I had a conversation recently that I've had a lot over the past few years. People hear that I'm still single and they tell me some version of this, "You know Rose, just when you think you are never going to get a guy, one appears. I mean I have a friend that she stopped wanting to be married and that's when God brought a dream boat of a guy into her life." I listen. I know they want encourage me. They hope is that this desire would be satisfied soon. For that my heart warms. It's actually kinda sweet how many people out there want me to be in a relationship.
But honestly there are a few things that I want even more than being in a relationship. I want to know that single or married, God will satisfy my soul. I want to know that God will be around every corner not just another prospect. I want to know that God will fill me on every lonely night if I come to Him. I want to know that through God's power I can reach out in love and kindness to those around me whether I'm backed by a guy or not. I want to know that I can live fully alive and happy now.
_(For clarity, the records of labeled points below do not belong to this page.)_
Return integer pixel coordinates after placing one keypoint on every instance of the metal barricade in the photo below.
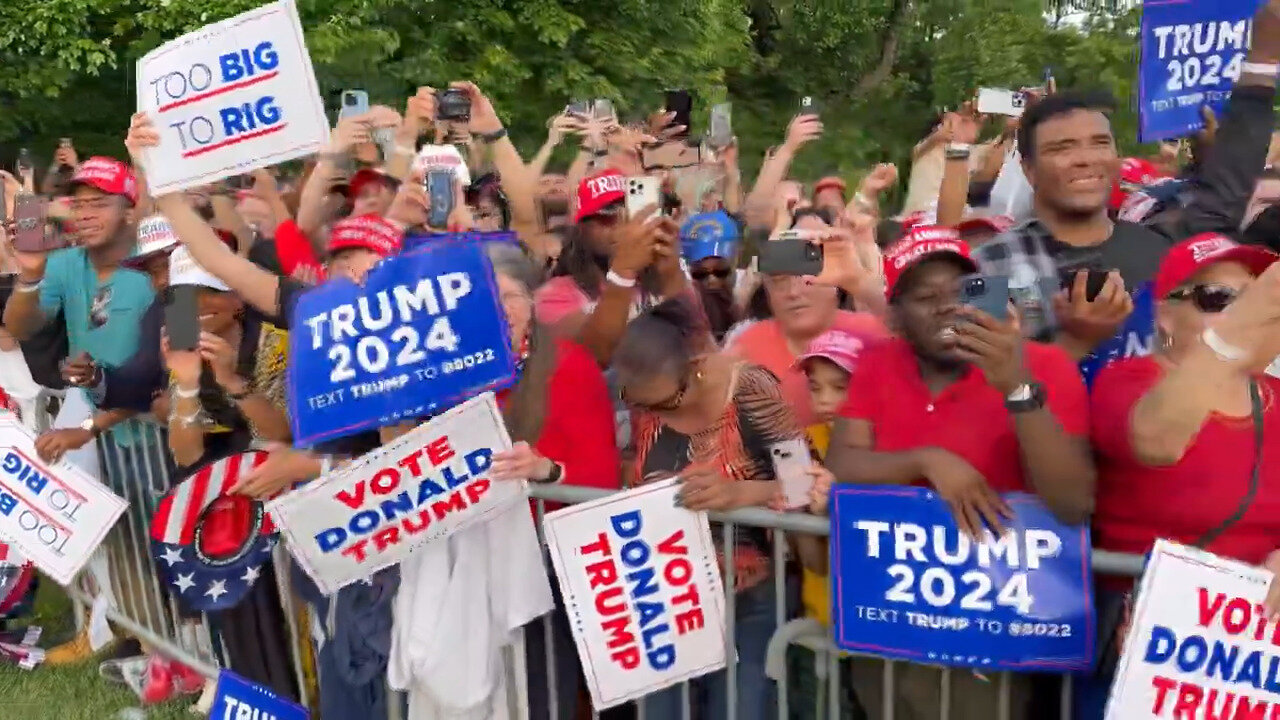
(137, 465)
(827, 657)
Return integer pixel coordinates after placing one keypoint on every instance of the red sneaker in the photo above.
(159, 683)
(186, 680)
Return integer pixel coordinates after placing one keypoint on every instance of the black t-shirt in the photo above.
(1134, 250)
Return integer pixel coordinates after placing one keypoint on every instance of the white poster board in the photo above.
(423, 487)
(643, 591)
(54, 514)
(1200, 645)
(231, 98)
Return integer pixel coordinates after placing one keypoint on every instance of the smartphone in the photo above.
(353, 103)
(720, 132)
(453, 105)
(643, 191)
(791, 254)
(988, 294)
(24, 163)
(440, 197)
(1092, 285)
(791, 463)
(681, 103)
(182, 317)
(31, 229)
(997, 101)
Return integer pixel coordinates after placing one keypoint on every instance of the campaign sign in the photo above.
(909, 586)
(231, 98)
(1200, 645)
(55, 514)
(425, 331)
(1191, 57)
(237, 698)
(425, 486)
(643, 591)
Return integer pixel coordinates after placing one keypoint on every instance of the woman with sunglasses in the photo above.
(1187, 436)
(711, 418)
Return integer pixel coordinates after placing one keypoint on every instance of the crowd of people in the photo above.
(1127, 386)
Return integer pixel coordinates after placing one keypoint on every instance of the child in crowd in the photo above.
(828, 365)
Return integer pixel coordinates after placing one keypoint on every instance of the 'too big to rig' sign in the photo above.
(231, 98)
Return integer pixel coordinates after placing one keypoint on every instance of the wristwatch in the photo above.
(557, 474)
(90, 427)
(1025, 397)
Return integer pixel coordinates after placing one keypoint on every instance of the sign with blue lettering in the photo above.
(424, 332)
(1134, 338)
(909, 586)
(238, 698)
(231, 98)
(1191, 57)
(54, 514)
(643, 591)
(1200, 642)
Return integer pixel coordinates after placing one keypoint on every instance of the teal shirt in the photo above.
(101, 319)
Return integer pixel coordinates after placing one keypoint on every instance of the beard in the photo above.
(718, 305)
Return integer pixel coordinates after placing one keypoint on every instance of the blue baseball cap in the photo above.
(708, 235)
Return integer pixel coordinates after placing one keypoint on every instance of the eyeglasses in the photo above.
(667, 405)
(1211, 299)
(703, 273)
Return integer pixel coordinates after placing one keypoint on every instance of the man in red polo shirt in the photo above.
(958, 400)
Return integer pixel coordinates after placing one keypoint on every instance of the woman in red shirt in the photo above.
(1185, 437)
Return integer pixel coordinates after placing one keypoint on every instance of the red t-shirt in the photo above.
(1180, 502)
(577, 428)
(968, 418)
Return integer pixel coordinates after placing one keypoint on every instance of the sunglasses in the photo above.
(703, 273)
(1211, 299)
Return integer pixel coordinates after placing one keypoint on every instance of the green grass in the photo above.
(73, 692)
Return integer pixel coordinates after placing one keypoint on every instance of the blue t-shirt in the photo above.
(103, 319)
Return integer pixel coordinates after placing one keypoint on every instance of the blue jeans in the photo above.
(754, 613)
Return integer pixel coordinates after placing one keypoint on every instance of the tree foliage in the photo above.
(881, 69)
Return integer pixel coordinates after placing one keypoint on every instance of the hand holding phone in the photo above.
(988, 294)
(791, 464)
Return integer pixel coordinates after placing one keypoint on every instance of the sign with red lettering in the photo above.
(1200, 643)
(54, 514)
(643, 591)
(423, 487)
(231, 98)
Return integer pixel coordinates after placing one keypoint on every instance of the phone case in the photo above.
(439, 190)
(643, 192)
(988, 294)
(31, 231)
(790, 254)
(182, 317)
(353, 103)
(791, 463)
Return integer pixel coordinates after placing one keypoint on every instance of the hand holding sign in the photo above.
(965, 491)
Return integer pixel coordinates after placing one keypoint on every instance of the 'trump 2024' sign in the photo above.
(909, 586)
(231, 98)
(643, 591)
(425, 486)
(425, 331)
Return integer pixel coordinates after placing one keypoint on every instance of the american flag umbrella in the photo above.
(210, 546)
(16, 577)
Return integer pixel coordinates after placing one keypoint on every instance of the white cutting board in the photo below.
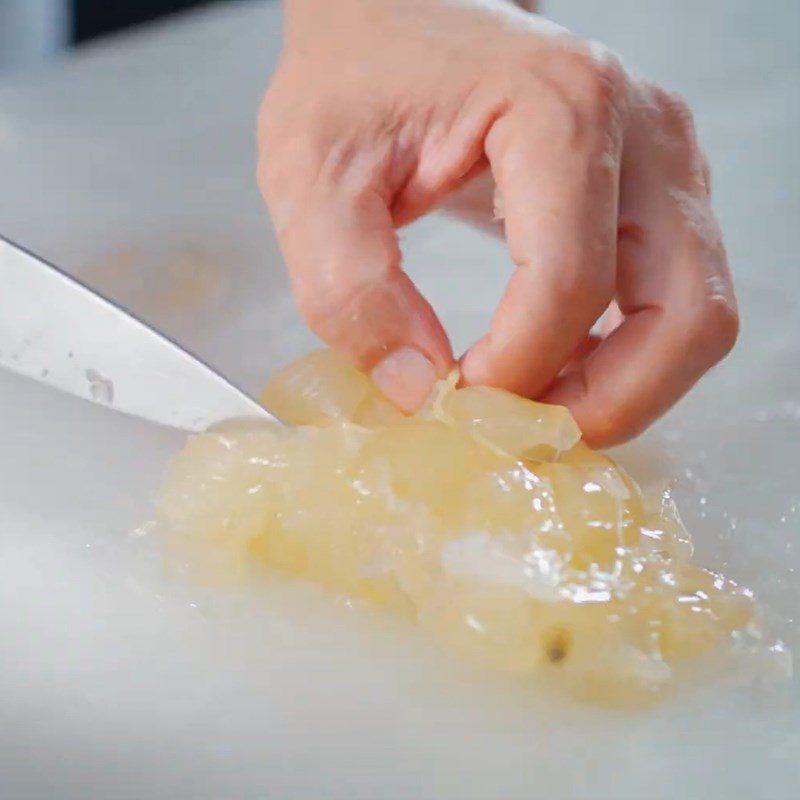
(132, 165)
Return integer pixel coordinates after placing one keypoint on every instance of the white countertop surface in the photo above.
(132, 165)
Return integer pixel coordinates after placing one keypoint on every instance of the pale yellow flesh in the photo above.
(483, 518)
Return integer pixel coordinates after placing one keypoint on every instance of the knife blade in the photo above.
(61, 333)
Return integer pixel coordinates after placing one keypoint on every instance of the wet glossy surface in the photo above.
(117, 683)
(483, 518)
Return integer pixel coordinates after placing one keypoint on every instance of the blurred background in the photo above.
(32, 31)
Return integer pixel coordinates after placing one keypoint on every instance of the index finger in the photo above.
(557, 173)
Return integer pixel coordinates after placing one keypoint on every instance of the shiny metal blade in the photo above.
(61, 333)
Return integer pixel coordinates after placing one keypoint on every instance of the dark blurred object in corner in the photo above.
(91, 18)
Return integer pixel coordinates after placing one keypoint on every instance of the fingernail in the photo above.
(406, 377)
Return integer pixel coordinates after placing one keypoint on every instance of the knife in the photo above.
(59, 332)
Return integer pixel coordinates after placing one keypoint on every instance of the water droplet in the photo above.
(100, 388)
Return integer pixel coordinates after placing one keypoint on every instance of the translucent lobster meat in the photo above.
(484, 518)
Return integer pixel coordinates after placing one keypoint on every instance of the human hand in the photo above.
(382, 110)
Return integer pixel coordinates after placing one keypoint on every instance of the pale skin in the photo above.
(383, 110)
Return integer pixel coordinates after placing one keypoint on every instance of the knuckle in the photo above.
(675, 114)
(598, 84)
(715, 328)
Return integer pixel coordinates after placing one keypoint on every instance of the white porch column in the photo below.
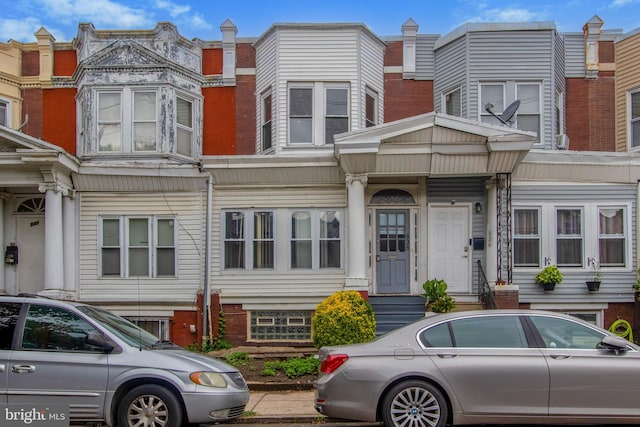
(69, 241)
(357, 267)
(491, 252)
(53, 241)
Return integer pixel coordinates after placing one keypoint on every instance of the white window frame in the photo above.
(124, 247)
(591, 230)
(184, 127)
(248, 238)
(538, 113)
(266, 121)
(373, 95)
(7, 112)
(316, 239)
(318, 111)
(445, 95)
(632, 120)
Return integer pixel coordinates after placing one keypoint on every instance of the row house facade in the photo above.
(141, 171)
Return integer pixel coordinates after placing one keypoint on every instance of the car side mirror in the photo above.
(613, 343)
(97, 340)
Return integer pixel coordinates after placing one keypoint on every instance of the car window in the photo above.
(563, 333)
(489, 331)
(54, 328)
(9, 313)
(437, 336)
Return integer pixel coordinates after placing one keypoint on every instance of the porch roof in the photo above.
(432, 144)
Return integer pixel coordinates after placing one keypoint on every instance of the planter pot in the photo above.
(593, 286)
(548, 286)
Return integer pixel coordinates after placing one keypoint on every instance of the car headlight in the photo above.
(208, 379)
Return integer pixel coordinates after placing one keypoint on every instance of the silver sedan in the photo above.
(484, 367)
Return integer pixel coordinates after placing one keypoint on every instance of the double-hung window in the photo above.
(611, 236)
(634, 119)
(184, 126)
(569, 237)
(317, 112)
(315, 239)
(266, 135)
(452, 103)
(526, 237)
(371, 108)
(4, 113)
(249, 240)
(138, 246)
(528, 114)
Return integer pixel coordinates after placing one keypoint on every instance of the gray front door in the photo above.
(392, 251)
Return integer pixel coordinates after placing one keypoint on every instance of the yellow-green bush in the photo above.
(343, 318)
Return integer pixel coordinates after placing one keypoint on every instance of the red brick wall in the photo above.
(219, 111)
(246, 114)
(30, 63)
(590, 113)
(59, 119)
(32, 105)
(64, 62)
(406, 98)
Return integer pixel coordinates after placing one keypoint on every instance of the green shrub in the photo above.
(343, 318)
(436, 297)
(237, 359)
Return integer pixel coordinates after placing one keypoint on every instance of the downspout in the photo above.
(207, 256)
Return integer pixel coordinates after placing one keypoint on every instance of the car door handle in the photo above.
(23, 369)
(560, 356)
(447, 355)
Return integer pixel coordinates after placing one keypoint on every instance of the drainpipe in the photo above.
(207, 256)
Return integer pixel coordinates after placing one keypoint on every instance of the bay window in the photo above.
(571, 236)
(137, 246)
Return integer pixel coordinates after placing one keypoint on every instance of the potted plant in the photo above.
(436, 297)
(549, 277)
(594, 283)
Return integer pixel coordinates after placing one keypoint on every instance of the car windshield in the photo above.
(121, 327)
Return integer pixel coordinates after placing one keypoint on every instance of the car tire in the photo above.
(150, 405)
(414, 403)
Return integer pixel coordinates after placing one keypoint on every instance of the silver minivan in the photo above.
(101, 367)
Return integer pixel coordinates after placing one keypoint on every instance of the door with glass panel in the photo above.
(392, 251)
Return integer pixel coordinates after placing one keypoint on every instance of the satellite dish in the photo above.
(507, 114)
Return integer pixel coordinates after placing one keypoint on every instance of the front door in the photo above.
(392, 251)
(449, 248)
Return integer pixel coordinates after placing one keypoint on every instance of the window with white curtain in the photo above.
(301, 240)
(634, 119)
(184, 126)
(317, 112)
(569, 239)
(137, 246)
(263, 240)
(526, 237)
(452, 103)
(570, 236)
(611, 237)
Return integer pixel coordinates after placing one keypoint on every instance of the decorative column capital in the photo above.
(363, 178)
(55, 187)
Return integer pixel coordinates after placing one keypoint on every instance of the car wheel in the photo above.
(149, 406)
(414, 404)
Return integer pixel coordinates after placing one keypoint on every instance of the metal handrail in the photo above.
(485, 294)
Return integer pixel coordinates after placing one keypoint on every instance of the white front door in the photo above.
(30, 241)
(449, 249)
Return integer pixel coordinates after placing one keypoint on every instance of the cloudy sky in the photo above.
(20, 19)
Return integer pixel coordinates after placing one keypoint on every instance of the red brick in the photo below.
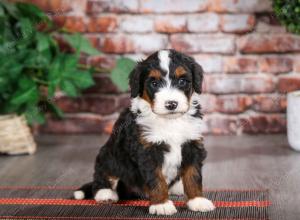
(275, 64)
(93, 104)
(191, 43)
(225, 84)
(137, 24)
(124, 101)
(116, 44)
(71, 23)
(240, 64)
(210, 63)
(78, 124)
(258, 84)
(96, 7)
(233, 104)
(208, 103)
(296, 67)
(103, 85)
(269, 43)
(149, 43)
(102, 24)
(289, 83)
(240, 23)
(170, 24)
(268, 24)
(237, 6)
(263, 124)
(204, 22)
(269, 103)
(220, 124)
(172, 6)
(133, 43)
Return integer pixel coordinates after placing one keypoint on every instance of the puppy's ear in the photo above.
(135, 81)
(197, 77)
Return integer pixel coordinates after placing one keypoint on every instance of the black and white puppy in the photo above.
(156, 146)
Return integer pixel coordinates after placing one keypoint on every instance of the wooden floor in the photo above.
(245, 162)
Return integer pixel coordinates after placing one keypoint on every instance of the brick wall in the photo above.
(250, 61)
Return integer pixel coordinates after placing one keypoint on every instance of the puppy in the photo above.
(156, 147)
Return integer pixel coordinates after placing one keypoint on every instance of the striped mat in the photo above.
(38, 202)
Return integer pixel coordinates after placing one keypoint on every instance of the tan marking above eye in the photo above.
(179, 72)
(155, 74)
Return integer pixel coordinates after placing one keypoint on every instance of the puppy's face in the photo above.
(166, 80)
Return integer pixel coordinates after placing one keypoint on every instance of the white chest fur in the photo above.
(173, 132)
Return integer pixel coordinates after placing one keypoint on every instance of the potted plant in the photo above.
(33, 67)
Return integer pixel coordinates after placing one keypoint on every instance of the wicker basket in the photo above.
(15, 136)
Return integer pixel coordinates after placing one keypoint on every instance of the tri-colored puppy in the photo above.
(156, 146)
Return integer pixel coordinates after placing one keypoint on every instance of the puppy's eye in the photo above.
(154, 84)
(182, 82)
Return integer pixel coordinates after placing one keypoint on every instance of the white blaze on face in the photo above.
(168, 93)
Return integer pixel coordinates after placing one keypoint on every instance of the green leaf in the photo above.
(20, 97)
(26, 28)
(55, 71)
(43, 42)
(80, 44)
(1, 11)
(58, 112)
(34, 115)
(69, 88)
(11, 9)
(120, 73)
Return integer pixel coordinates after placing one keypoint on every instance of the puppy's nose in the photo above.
(171, 105)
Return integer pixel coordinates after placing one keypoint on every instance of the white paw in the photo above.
(177, 189)
(106, 195)
(79, 195)
(200, 204)
(166, 208)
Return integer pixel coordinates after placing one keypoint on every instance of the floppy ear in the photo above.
(135, 81)
(197, 77)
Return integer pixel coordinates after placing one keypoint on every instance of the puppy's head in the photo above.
(166, 80)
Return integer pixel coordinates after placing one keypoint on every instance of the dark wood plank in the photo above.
(233, 162)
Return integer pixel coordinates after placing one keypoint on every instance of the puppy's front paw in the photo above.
(200, 204)
(106, 195)
(166, 208)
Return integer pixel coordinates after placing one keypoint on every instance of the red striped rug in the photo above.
(42, 202)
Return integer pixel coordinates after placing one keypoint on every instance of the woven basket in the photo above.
(15, 136)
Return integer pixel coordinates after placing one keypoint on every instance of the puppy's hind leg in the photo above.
(104, 188)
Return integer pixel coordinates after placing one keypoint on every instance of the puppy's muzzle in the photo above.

Even more than wanting a guy, I want to Christ. I want to be immersed in Him. I want His Spirit to fill me. I want to be sold out to Him. I want to love Him even more.
In the past I put my hope in a guy. But that hope was sadly misplaced. It led to nowhere good. Now as I look towards the future, I want my hope to be placed solely in Christ. I want to follow and trust Him no matter what.
Does that mean that I don't talk to guys or that I don't notice cute ones? No, I am still human and I still have longings. But it means I want my focus to be on God. I want to be seeking His Kingdom and the righteousness that comes from Him. Whatever else He chooses to give me is His gift. He owes me nothing, yet chooses to give me much. I want to live in grateful service to Him anticipating Him to fill me. Will there be hang-ups and downs along the way? Yes. I'm still human and will need help. Yet God has never disappointed me. Hope in Him has never been in vain. Nothing that I have done in love comes back fruitless.
Personally I would rather be anticipating God than anything else.